Che fare, per essere unici. Con questa predilezione del "rapporto con la terra" Nicola Morea ha risolto la situazione concettuale, assorbendo in modo personalissimo la grande lezione della land-art, riuscendo a creare un proprio fronte espressivo, non già ripetendo operazioni pittoriche già in auge, ma assumendo e sviluppando una diversa metodologia di riordino del colore atmosferico con queste coordinate di pigmenti che paiono scomporsi in modo disordinato per poi ricomporsi, a processo descrittivo avvenuto, in macchie e tratteggi che offrono all'osservatore quella fedeltà ambientale che, se vogliamo, è il premio finale di ogni intenzione, di ogni progetto, di ogni dottrina, a monte o a valle dei fatti d'arte.
Ultima, ma non certo per importanza nella lettura delle opere di Morea, è la parte antropologica di alcune sue periodazioni (vedi "La campana", deliziosa citazione da un giuoco collettivo infantile), che molto risente non già delle ondulazioni di superficie, quanto delle escavazioni che in epoche primitive sono state ottenute nel ventre della terra e i cui delimiti Morea ridisegna con piglio rabdomantico (e con notevoli e a volte avulse alterazioni dell'ordito armonico di superficie).

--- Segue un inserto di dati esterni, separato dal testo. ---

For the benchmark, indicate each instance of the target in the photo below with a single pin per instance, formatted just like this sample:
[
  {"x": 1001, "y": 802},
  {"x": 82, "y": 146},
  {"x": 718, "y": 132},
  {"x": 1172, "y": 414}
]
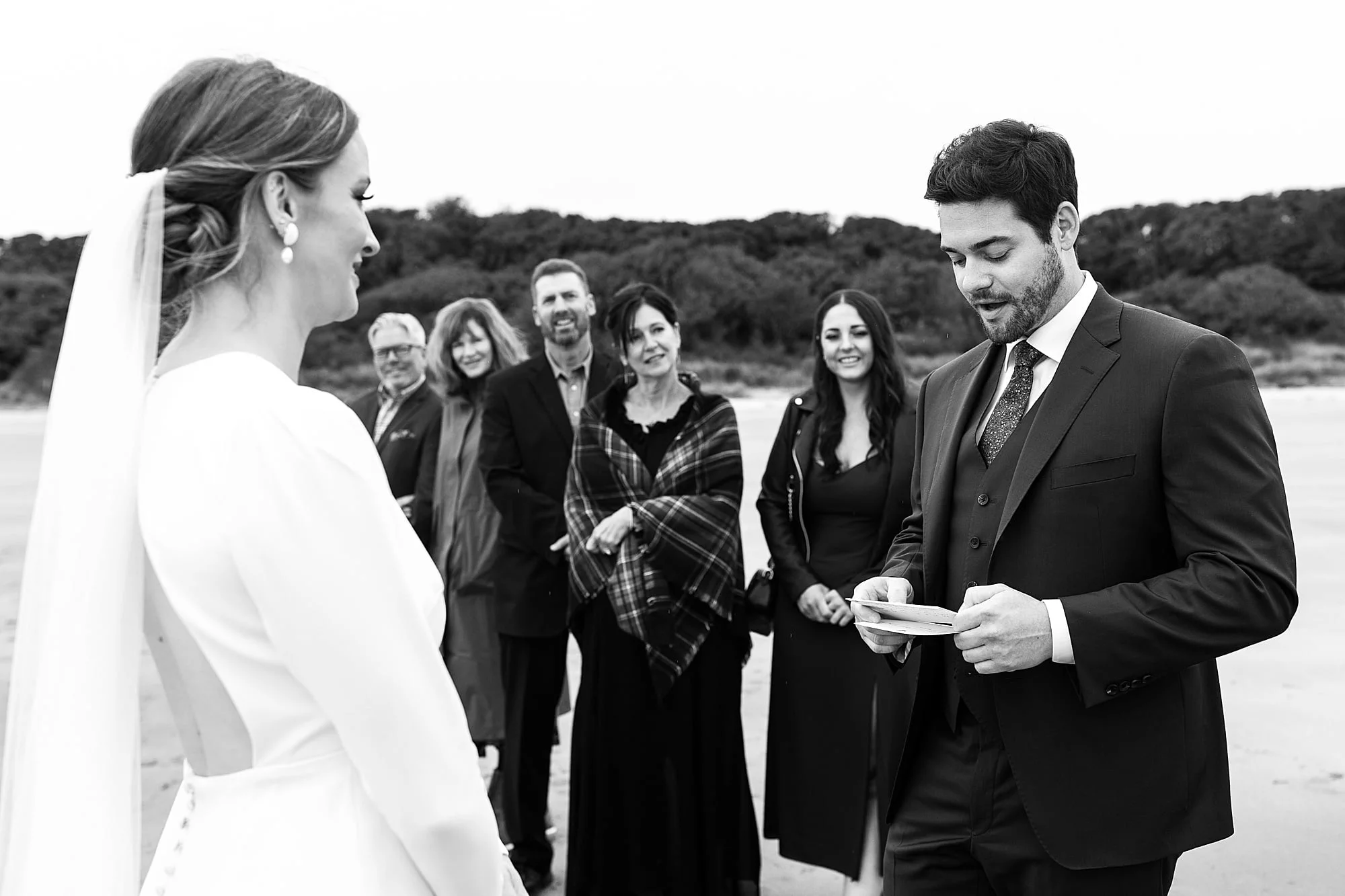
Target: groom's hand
[
  {"x": 896, "y": 591},
  {"x": 1003, "y": 630}
]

Vengono così alla luce geroglifici e ologrammi, simboli rupestri e primorde anatomie: una, fa stupendamente pensare che Matisse, per concludere il ciclo de "La dance"si sia lasciato condurre in queste grotte; un'altra conduce a suddivisioni di terreni secondo percezioni visive di Kandinski e di Klee e non di un tecnico agronomo che voglia scansionare gli ettari "coltivati a sole" della assolata terra di Puglia.